Markets across the region enjoyed an early-session jump yesterday on news of a deadline extension to the United States tariffs but the momentum dropped off in some bourses.
Markets in China, Japan and Australia sustained the surge to end the day higher but rallies were short-lived in other markets, including South Korea and Singapore.
The Straits Times Index (STI) declined through the morning to 3,252.66 then recovered to 3,272.35, up 2.45 points or 0.07 per cent. Turnover was 1.61 billion securities worth $1.27 billion. Losers outnumbered gainers 233 to 173.

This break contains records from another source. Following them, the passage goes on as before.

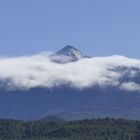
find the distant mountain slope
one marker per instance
(34, 87)
(68, 54)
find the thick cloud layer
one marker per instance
(38, 70)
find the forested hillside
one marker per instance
(96, 129)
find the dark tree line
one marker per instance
(96, 129)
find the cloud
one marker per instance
(38, 70)
(130, 86)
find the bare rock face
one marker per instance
(68, 54)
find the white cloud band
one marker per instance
(38, 70)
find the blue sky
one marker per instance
(97, 27)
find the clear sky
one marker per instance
(96, 27)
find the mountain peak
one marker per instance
(70, 51)
(68, 54)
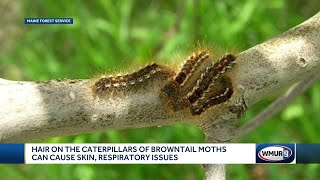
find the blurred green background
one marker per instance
(108, 35)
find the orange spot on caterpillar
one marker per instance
(210, 99)
(190, 66)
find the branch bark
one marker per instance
(38, 110)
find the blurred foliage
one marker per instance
(109, 35)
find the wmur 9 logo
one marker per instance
(275, 153)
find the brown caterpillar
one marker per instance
(212, 98)
(210, 75)
(175, 88)
(141, 77)
(190, 65)
(207, 87)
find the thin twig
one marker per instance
(297, 89)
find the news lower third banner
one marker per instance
(159, 153)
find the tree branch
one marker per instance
(38, 110)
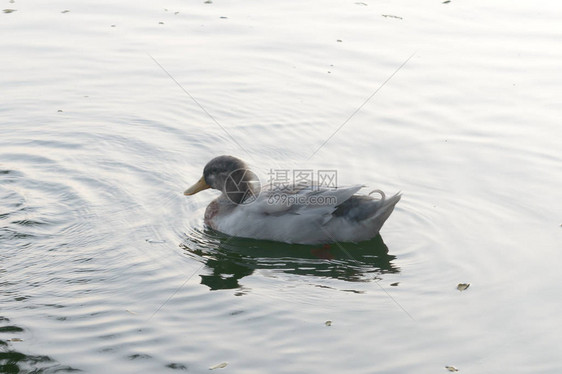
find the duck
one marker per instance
(301, 214)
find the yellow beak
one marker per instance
(199, 186)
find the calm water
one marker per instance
(105, 265)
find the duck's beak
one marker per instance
(199, 186)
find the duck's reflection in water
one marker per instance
(228, 259)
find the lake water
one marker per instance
(106, 266)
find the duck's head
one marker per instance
(229, 175)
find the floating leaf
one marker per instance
(219, 366)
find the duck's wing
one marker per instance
(365, 208)
(311, 200)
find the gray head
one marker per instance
(229, 175)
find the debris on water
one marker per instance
(391, 16)
(219, 366)
(155, 241)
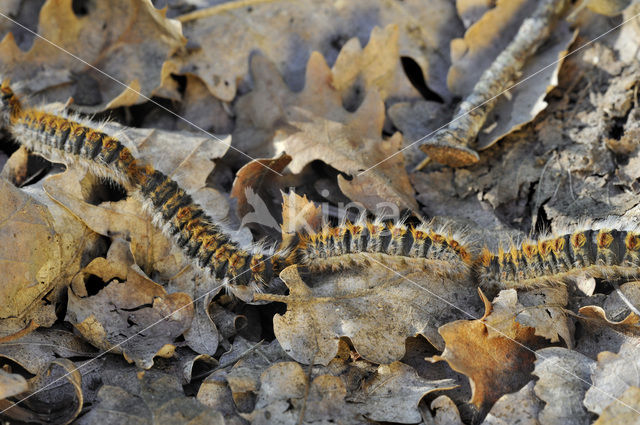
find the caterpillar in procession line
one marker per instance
(605, 249)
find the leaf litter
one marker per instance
(320, 91)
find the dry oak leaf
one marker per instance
(42, 246)
(135, 41)
(184, 157)
(356, 71)
(255, 183)
(613, 375)
(497, 362)
(483, 42)
(601, 334)
(563, 378)
(313, 125)
(349, 142)
(287, 32)
(375, 307)
(11, 384)
(299, 215)
(129, 306)
(622, 411)
(522, 407)
(55, 396)
(34, 352)
(392, 394)
(542, 310)
(157, 399)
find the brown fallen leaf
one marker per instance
(42, 248)
(391, 394)
(495, 364)
(446, 411)
(11, 384)
(55, 396)
(601, 334)
(522, 407)
(563, 378)
(156, 398)
(622, 411)
(350, 303)
(377, 66)
(483, 41)
(36, 351)
(311, 25)
(134, 49)
(254, 185)
(541, 309)
(126, 315)
(313, 125)
(613, 375)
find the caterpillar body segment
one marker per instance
(201, 240)
(205, 244)
(598, 251)
(423, 247)
(64, 140)
(608, 249)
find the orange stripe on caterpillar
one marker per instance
(202, 241)
(598, 251)
(423, 247)
(64, 140)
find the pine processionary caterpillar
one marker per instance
(606, 249)
(424, 246)
(597, 250)
(68, 141)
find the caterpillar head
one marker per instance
(9, 104)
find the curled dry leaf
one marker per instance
(41, 248)
(541, 309)
(614, 374)
(522, 407)
(394, 392)
(353, 302)
(11, 384)
(131, 315)
(601, 334)
(299, 215)
(312, 125)
(287, 33)
(477, 53)
(264, 387)
(34, 352)
(55, 396)
(391, 395)
(157, 398)
(134, 49)
(483, 42)
(446, 411)
(497, 362)
(253, 185)
(563, 378)
(622, 411)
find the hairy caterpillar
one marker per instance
(597, 250)
(66, 140)
(425, 246)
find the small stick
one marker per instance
(450, 145)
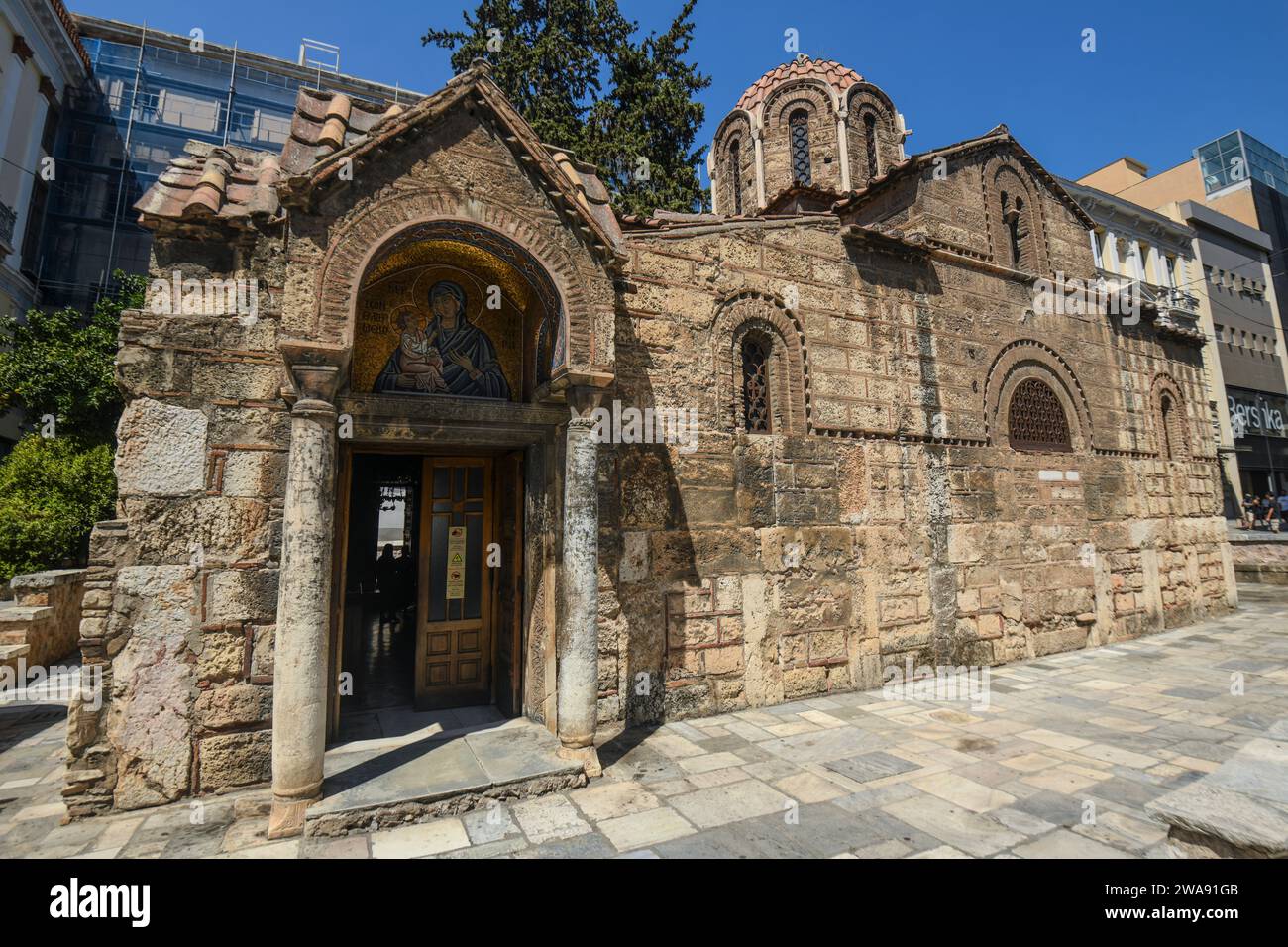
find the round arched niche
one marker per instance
(509, 333)
(1034, 363)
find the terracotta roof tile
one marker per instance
(237, 184)
(840, 77)
(227, 182)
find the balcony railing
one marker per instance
(8, 218)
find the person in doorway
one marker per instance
(406, 579)
(386, 583)
(1263, 506)
(1249, 512)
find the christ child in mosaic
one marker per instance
(420, 364)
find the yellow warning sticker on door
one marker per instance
(456, 562)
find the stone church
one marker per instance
(480, 441)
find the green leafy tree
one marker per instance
(54, 488)
(550, 58)
(62, 364)
(52, 492)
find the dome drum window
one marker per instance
(1035, 419)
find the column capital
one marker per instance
(583, 401)
(317, 369)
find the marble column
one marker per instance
(579, 656)
(304, 603)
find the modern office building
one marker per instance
(149, 94)
(40, 56)
(1234, 174)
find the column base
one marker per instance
(588, 755)
(286, 818)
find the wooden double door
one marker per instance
(469, 608)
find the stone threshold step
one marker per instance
(433, 777)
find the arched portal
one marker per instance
(454, 308)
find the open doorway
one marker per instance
(432, 611)
(381, 582)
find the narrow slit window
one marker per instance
(735, 176)
(799, 127)
(1035, 419)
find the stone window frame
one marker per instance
(1063, 444)
(737, 127)
(764, 316)
(799, 144)
(1024, 360)
(999, 237)
(864, 99)
(1171, 442)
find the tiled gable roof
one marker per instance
(236, 184)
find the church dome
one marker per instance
(838, 77)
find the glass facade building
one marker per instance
(1237, 157)
(149, 94)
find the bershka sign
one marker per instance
(1257, 414)
(73, 899)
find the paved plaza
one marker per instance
(1060, 763)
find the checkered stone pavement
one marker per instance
(1060, 763)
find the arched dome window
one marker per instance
(1035, 419)
(870, 140)
(735, 175)
(798, 124)
(756, 415)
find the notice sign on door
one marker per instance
(456, 562)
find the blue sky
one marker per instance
(1164, 76)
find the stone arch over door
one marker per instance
(764, 316)
(365, 239)
(1171, 420)
(1005, 183)
(819, 102)
(1029, 360)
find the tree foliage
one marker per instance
(54, 488)
(550, 58)
(52, 492)
(62, 364)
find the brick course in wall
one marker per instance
(884, 515)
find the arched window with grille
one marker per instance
(1171, 427)
(1035, 419)
(870, 138)
(735, 175)
(798, 124)
(756, 415)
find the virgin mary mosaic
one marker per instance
(443, 354)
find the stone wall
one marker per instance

The STI's lacklustre effort could have been due to "a touch of scepticism over trade issues", said FXTM research analyst Lukman Otunuga.
Another reason is that a trade resolution might not have as large a benefit for regional markets as for China, said Mr Olivier d'Assier, head of applied research for Asia-Pacific at Axioma.
He said many investors had expected periphery countries in Asia to benefit somewhat if the trade war continues or worsens, as tech supply chains would reroute through them.
"If there is a trade resolution, then Chinese-made goods no longer need to transit via other regional countries to reach the US and avoid tariffs," said Mr d'Assier. "So perhaps the muted reaction in regional exchanges other than Shanghai, Shenzhen or Hong Kong is a reflection of this."
Venture Corp led advancers on the STI, adding 12.28 per cent to $18.10 on a volume of nearly six million shares. This was on the back of full-year results last week that were in line with street expectations.
"Record R&D expenses and inventory levels - possible leading indicators for the group - coupled with strong earnings outlook by key customers provide confidence in Venture's ability to at least sustain its robust growth momentum over the medium term," wrote DBS analyst Carmen Tay in a Monday report.
Shares of direct-selling firm Best World International dived as much as 25.8 per cent at one point as it resumed trading after a halt that lasted nearly five days last week. It ended down 18.45 per cent at $2.21, with 29.5 million shares traded.
It had halted trading after a media report raised questions about its lack of clarity on how its franchisees operate in China. It said it would order an independent review of its business and accounting practices.
Shares of electronics manufacturer Hi-P International rose 8.77 per cent to $1.24. Maybank Kim Eng analyst Lai Gene Lih upgraded the counter to "hold" from "sell" yesterday as he believes that the worst of its pricing pressure issues are over.